Thanks to judicial reforms, the Kurdish and Alevi initiative, the developments concerning the rights of minorities and the steps taken concerning civilian-military relations, Turkey could be perceived as the rising star of the region and the Muslim world. Not only political reforms, but also economic achievements -- namely a threefold increase in national income, successful combating of inflation and record growth rates -- were dazzling.
A moment from the latest World Economic Forum (WEF) meeting in Davos was a source of pride. A session titled “Global Economic Outlook” featured prominent figures including IMF President Christine Lagarde and World Bank President Robert Zoellick, but among the panel, the only figure not feeling the weight of the economic crisis was Economy Minister and Deputy Prime Minister Ali Babacan. This fact was also noted by Financial Times economist Martin Wolf, who was moderating the session, and as he gave floor to Babacan he said, “The only privileged person here is you; please teach us.”
Despite some negative signs, and a few problems capable of causing a nuisance if they are not solved in the medium term, Turkey’s economic performance can still be considered successful. The same cannot be said of the country’s report card for democracy. Instead of talking about Kurdish and Alevi initiatives, we are talking about the Uludere tragedy, the abortion debate, the Court of Cassation decision regarding cemevis, the Treasury’s confiscation of the Mor Gabriel monastery, the interferences with the judiciary in many areas -- particularly in the case against Ergenekon -- the Büşra Ersanlı incident and the problems related to media outlets. These matters cause the international press to adopt a negative view of Turkey. While some criticisms are overblown and unfair, there is, overall, a negative atmosphere.
I attended Al-Jazirah TV network’s program The Café, along with Nursuna Memecan, Andrew Finkel and Merve Kavakçı. During the program, which I learned was watched by President Abdullah Gül, we discussed many issues including the abortion debate, the Uludere tragedy, freedom of the press and Turkey’s role in the Middle East. The feedback we received on my answer to a question about the performance of the ruling Justice and Development Party (AK Party) revealed that many people agreed with me. In brief, my answer was as follows: “It must be acknowledged that Turkey has made great progress compared to 10 years ago. We are in a better position in terms of democracy and the economy. The AK Party’s role in this cannot be denied. But although there is still much to be done, the party has been in stagnation for one year. I personally prefer the old AK Party.”
If you go back to one year ago, I think you’ll agree with my observations. Prime Minister Recep Tayyip Erdoğan had announced (on April 16) the AK Party’s “election manifesto” ahead of the June 12 elections, noting that, “Unable to see 12 hours into the future in the past, Turkey has become capable of seeing 12 years into the future.” This manifesto, which was essentially a set of promises made to voters, consisted of the following five headings: advanced democracy, big economy, strong society, livable environment, brand cities, leading country.

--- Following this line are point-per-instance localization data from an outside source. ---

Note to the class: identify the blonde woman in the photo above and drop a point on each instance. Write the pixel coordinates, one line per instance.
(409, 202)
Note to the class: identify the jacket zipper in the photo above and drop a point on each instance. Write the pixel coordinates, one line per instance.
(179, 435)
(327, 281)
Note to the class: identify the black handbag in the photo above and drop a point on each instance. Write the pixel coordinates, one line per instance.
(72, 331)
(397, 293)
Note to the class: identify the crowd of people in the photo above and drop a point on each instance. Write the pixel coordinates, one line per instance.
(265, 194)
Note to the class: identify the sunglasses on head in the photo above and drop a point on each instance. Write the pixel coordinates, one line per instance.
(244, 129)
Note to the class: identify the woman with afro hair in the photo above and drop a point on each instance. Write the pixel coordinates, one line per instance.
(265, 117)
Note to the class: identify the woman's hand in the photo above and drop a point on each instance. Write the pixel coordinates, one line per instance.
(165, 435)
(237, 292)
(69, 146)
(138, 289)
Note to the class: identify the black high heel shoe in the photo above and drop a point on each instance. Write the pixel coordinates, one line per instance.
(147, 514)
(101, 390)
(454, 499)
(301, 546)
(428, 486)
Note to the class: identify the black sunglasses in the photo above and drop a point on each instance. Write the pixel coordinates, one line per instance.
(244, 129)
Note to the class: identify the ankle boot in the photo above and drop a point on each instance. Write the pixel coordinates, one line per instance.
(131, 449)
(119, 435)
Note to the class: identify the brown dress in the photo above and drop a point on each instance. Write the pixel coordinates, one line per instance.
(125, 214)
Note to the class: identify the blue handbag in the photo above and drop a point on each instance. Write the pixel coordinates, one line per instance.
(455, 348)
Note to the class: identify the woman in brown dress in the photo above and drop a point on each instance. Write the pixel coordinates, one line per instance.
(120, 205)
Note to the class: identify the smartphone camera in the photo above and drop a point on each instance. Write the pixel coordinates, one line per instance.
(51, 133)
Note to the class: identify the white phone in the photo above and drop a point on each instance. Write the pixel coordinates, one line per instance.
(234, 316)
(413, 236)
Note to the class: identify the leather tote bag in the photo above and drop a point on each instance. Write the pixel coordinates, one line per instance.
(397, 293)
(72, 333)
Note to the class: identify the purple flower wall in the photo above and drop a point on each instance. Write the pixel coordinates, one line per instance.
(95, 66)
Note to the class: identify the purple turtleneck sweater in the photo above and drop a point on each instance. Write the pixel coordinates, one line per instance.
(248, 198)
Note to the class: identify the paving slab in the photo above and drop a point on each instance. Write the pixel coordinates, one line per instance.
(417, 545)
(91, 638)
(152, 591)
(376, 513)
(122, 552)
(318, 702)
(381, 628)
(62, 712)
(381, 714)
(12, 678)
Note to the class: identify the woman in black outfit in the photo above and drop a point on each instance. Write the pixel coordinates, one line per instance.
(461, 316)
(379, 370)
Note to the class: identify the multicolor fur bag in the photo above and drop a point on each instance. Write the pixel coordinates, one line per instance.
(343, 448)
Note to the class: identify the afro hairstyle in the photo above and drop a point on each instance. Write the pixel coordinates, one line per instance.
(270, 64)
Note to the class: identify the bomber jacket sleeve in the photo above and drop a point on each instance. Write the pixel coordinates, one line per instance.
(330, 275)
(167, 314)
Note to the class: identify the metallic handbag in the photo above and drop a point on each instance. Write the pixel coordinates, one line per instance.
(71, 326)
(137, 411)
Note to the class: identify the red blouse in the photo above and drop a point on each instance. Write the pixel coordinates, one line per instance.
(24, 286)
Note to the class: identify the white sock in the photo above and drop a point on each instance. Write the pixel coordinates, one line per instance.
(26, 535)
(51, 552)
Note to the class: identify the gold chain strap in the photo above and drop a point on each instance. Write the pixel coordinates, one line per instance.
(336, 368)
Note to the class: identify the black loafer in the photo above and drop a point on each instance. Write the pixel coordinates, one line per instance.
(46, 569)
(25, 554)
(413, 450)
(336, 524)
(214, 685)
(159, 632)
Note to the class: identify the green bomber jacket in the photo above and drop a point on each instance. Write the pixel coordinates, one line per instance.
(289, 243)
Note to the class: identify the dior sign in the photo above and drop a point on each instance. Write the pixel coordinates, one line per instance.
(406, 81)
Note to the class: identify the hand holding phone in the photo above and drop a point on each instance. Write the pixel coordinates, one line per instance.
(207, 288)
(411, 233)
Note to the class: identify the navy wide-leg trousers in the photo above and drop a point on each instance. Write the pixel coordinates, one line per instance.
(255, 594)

And the following was listed under the heading of advanced democracy: “Our number one project is a new democratic, liberal and participatory constitution. We will maintain our national unity and fraternity project with resolve. We will ensure transition from the law of rulers to the rule of law. We will build a new judicial system, which is not the backyard of any group, but which will represent the collective conscience. We will continue to combat gangs, mafias and juntas with prowess.”
The progress made regarding these targets is clear, but the reforms which should be made according to the report on civilian-military relations prepared by the Strategic Thought Institute (SDE) have not yet been implemented. The following are the reforms pending on the to-do list of this report, and which can be implemented without constitutional amendments:
* The full civilian supervision of the expenditures of the Turkish Armed Forces (TSK);
* Inclusion in the general budget of the expenditures of the Foundation to Strengthen the Turkish Armed Forces (TSKGV) and the Turkish Defense Industry Support Fund (SSDF), which are hardly supervised;
* Ensuring full supervision of the Court of Accounts’ authority over the military;
* Demilitarization of the Military of Defense;
* Abolishing the privileges legally granted to the Turkish Armed Forces Assistance Center (OYAK);
* Speeding up the transition to a professional army and reducing the size of the army;
* Revising the promotion system;
* Abolishing Article 35 of the TSK Internal Service Code, which is used as a pretext for coups.
I think I am right for wanting the old AK Party back. It is a pity that we have wasted so much time.